Re-wrote muxd2df() from scratch.

To make it able to include parameters as well as data in the returned df. muxd2df() now works satisfactorily, outputs parameters such as steptime, theta, and cps as well as thth and counts. Other minor changes mostly updates of source file pointers.
15 years ago · b55af5d478
parent b976bd3fa4
commit b55af5d478
6 changed files with 159 additions and 8 deletions
--- a/AUTOLAB/amp2df.R
+++ b/AUTOLAB/amp2df.R
@ -1,4 +1,4 @@
-source("/home/taha/chepec/chetex/common/R/common.R")
+source("/home/taha/chepec/chetex/common/R/common/ProvideSampleId.R")

 ##################################################
 #################### amp2df ######################
--- a/XRD-TF/muxd2df.R
+++ b/XRD-TF/muxd2df.R
@ -1,7 +1,151 @@
+source("/home/taha/chepec/chetex/common/R/common/ProvideSampleId.R")
+
+
 ##################################################
 ################### muxd2df ######################
 ##################################################
-muxd2df <- function(uxdfile, range.descriptor) {
+muxd2df <- function(uxdfile) {
+   ## Description:
+   ##   Reads UXD files with multiple ranges (converted using XCH v1.0)
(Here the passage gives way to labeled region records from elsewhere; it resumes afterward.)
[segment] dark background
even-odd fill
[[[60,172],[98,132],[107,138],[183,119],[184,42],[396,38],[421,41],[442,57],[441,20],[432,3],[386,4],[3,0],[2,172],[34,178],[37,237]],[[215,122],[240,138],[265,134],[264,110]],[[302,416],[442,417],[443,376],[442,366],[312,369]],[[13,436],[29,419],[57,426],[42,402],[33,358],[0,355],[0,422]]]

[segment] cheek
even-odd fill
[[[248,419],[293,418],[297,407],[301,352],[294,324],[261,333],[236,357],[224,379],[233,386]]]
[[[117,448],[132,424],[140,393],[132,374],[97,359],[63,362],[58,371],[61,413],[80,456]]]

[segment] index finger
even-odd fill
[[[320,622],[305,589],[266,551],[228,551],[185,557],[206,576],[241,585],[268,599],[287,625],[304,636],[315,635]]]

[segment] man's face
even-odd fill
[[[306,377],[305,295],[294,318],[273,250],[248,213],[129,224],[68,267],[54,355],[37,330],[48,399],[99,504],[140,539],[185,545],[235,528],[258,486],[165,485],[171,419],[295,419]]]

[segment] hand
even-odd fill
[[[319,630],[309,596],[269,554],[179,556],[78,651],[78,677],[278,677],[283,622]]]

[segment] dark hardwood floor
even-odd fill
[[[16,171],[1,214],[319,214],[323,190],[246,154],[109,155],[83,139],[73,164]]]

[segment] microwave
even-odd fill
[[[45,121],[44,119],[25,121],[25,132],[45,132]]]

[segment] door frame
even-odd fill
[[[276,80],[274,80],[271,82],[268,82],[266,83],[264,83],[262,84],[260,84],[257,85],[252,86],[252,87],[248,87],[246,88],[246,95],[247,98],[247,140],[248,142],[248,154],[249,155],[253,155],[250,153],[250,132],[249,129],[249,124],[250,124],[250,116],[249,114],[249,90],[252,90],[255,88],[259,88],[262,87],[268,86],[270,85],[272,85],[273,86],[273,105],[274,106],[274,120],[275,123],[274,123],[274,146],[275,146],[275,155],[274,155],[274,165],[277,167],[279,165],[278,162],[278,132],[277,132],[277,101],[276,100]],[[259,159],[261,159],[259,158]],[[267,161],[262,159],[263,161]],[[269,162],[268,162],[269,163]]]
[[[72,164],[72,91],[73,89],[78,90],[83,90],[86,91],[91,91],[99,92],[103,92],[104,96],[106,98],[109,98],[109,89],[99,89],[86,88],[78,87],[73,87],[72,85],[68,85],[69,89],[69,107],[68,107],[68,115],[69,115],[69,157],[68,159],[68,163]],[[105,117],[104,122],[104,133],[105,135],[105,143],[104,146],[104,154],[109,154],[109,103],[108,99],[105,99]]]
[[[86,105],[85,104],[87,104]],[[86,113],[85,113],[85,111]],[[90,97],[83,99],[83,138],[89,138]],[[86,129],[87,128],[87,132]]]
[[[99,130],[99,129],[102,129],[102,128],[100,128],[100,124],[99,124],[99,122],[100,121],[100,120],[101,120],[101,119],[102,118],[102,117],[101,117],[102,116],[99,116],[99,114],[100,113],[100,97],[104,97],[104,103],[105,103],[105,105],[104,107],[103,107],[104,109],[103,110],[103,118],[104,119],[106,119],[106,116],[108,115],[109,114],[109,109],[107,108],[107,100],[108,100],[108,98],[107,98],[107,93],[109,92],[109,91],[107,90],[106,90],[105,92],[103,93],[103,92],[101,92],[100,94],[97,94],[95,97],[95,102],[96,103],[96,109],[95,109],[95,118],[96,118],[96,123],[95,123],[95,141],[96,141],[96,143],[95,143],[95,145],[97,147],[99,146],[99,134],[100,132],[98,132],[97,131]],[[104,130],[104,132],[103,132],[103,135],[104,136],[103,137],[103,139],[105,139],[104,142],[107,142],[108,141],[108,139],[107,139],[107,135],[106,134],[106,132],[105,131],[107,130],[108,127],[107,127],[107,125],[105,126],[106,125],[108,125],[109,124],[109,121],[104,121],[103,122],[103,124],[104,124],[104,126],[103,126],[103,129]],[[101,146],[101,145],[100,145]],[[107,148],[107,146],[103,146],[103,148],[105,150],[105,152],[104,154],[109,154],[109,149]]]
+   ##   Extracts both data (thth, intensity) and parameters
+   ##   Also automatically calculates cps is counts are present, and vice versa
+   ##   (note that this depends on specific strings in the UXD format).
+   ## Usage:
+   ##   muxd2df(uxdfile)
+   ## Arguments:
+   ##   uxdfile: text string with full path to UXD file
+   ## Value:
+   ##   Dataframe with the following columns:
+   ##   $ sampleid        : chr
+   ##   $ thth            : num
+   ##   $ counts (or cps) : num
+   ##   $ steptime        : num
+   ##   $ stepsize        : num
+   ##   $ theta           : num
+   ##   $ khi             : num
+   ##   $ phi             : num
+   ##   $ x               : num
+   ##   $ y               : num
+   ##   $ z               : num
+   ##   $ divergence      : num
+   ##   $ antiscatter     : num
+   ##   $ cps (or counts) : num
+   #
+   range.header.start.rexp <- "^; \\(Data for Range" #regexp
+   range.header.end.rexp <- "^_2THETA[^=]" #regexp
+   
+   # Read the input multirange file
+   ufile <- file(uxdfile, "r")
+   # Note that readLines apparently completely skips empty lines. 
+   # In that case line numbers do not match between source and f.
+   f <- readLines(ufile, n=-1) #read _all_ lines from UXD file
+   close(ufile)
+   
+   # Fetch a sampleid for the current job
+   sampleid <- ProvideSampleId(uxdfile)
+   
+   # Look for header start rows
+   range.header.start.rows <- which(regexpr(range.header.start.rexp, f) == 1)
+   # Look for header end rows
+   range.header.end.rows <- which(regexpr(range.header.end.rexp, f) == 1)
+   
+   # Calculate number of ranges
+   ranges.total <- ifelse(length(range.header.start.rows) == length(range.header.end.rows), length(range.header.start.rows), NA)
+   if (is.na(ranges.total)) {
+      # Obviously something bad happened.
+      # Do something about it. echo an error message perhaps.
+      
+   }
+         
+   # Determine whether we have COUNTS or COUNTS PER SECOND in current UXD-file
+   # Assuming it is the same for all ranges in this job (a safe assumption).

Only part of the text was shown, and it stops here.